The prototype server in its current form is too monolithic, and needs to be split up such that receiving submissions via HTTP is independent from the remainder of the data pipeline.

The first part, recieving and logging HTTP submissions, is a well-understood problem and there are many existing ways so solve it. Some options are:

  • Use the existing Bagheera server, and consume messages from Kafka.
  • Make more direct use of one of the many message queues (such as Amazon SQS, RabbitMQ, or Kafka)
  • Write new code to save raw payloads to a temporary storage area using a similar layout to the long-term storage layout.

The second part is already in place and working, with code that should be quite easy to pull out and run separately. One additional piece of functionality that would be nice is to calculate realtime stats before/while data is being persisted.

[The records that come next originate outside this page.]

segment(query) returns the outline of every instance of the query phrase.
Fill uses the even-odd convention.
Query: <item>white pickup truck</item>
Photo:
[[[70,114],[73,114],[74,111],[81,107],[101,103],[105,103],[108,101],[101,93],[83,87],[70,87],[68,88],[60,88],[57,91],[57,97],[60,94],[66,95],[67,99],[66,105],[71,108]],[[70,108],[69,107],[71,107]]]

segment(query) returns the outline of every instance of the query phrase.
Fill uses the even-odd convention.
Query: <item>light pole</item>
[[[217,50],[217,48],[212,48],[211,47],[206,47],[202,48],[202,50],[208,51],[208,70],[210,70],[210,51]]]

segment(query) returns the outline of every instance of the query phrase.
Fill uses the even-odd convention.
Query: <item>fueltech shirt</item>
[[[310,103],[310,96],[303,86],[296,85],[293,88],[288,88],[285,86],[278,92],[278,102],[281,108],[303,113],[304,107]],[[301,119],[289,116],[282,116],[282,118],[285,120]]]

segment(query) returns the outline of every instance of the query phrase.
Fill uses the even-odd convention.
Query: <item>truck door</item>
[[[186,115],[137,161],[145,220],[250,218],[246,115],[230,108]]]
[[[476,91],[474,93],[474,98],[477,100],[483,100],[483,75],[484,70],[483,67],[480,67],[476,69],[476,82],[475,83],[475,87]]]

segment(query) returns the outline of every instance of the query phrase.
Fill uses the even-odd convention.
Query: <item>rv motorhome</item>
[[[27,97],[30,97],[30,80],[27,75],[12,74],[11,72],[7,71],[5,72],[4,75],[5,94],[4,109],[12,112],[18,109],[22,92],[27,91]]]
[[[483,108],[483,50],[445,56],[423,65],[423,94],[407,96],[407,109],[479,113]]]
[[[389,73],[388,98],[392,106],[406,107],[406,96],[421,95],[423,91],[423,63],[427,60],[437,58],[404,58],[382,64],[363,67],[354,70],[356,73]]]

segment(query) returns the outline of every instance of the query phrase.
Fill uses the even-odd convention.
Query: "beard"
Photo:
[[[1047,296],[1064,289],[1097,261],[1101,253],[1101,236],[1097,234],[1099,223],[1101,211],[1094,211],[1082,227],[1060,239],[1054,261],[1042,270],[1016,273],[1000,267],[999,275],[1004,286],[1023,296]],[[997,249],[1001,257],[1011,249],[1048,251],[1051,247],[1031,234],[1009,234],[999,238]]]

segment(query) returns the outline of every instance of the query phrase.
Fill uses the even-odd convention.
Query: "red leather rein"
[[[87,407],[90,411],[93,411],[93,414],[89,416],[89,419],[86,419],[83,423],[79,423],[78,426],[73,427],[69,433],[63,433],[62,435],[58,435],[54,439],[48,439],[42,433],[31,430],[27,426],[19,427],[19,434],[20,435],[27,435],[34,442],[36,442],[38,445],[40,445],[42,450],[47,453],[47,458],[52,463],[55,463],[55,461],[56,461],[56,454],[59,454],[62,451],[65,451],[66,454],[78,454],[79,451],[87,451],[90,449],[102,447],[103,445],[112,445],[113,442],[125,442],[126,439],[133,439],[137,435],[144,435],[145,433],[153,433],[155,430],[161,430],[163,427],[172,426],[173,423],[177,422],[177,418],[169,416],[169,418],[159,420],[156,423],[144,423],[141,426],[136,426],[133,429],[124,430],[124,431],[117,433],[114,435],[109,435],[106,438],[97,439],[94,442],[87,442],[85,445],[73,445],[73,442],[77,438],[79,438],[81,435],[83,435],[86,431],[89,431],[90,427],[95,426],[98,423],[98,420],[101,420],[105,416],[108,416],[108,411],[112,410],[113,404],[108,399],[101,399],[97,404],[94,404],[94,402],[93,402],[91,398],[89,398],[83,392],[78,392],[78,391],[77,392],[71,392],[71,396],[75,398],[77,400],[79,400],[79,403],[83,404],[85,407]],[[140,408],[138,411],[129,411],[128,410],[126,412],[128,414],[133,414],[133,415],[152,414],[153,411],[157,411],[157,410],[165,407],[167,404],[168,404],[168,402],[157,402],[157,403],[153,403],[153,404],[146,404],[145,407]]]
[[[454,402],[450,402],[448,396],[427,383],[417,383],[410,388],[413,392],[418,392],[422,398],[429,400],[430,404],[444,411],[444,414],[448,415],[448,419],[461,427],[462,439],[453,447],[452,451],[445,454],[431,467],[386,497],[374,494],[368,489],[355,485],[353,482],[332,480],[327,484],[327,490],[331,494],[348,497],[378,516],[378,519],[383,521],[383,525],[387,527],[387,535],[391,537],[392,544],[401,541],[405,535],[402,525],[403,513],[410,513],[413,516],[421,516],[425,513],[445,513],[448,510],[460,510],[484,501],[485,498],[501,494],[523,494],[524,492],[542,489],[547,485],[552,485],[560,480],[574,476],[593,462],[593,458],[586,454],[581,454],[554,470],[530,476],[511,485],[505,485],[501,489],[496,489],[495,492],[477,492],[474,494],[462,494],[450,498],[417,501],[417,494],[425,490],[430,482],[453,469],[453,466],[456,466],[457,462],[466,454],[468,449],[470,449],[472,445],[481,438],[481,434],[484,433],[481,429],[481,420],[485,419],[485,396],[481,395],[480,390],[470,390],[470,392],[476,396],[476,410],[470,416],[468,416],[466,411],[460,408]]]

Other than separating receiving and processing functionality, the next major task will be building a MapReduce framework to run on the Telemetry data. Initially, it will not be a full-blown cluster implementation, since reinventing that particular wheel is a huge task, but rather it will run on a single machine using multiple processes to parallelize map and reduce functionality.

One major advantage of the new storage layout is that MapReduce jobs will be able to filter the desired input data on a number of dimensions basically for free. Jobs that only need to look at a small subset of the data should be very efficient.

The first use case of the MapReduce framework is to produce the static data files for the new telemetry frontend.

A New Project

Over the coming weeks I’ll be embarking on a new project to revamp the acquisition, storage, and processing of Mozilla Telemetry data.

The general pipeline for Telemetry data looks like this:

  1. A Firefox user enables Telemetry in their browser
  2. The browser generates performance data as it is used
  3. Once a day, the browser submits the performance data to Mozilla via HTTPS
  4. Data is accepted by the server and saved to a queue
  5. The queue is polled for changes and payloads are saved to persistent storage
  6. Analysis jobs are run against the persisted data, including daily aggregations
  7. Results of analysis are visualized in Telemetry Dashboards

My initial focus will be on steps 5 and 6, specifically on improving the persistent storage format to be more space-efficient and to eliminate the need for re-processing to slice the data (by factors like Channel, Version, Day, etc).

I plan to post a link to the code repository here (as soon as there is something useful to share).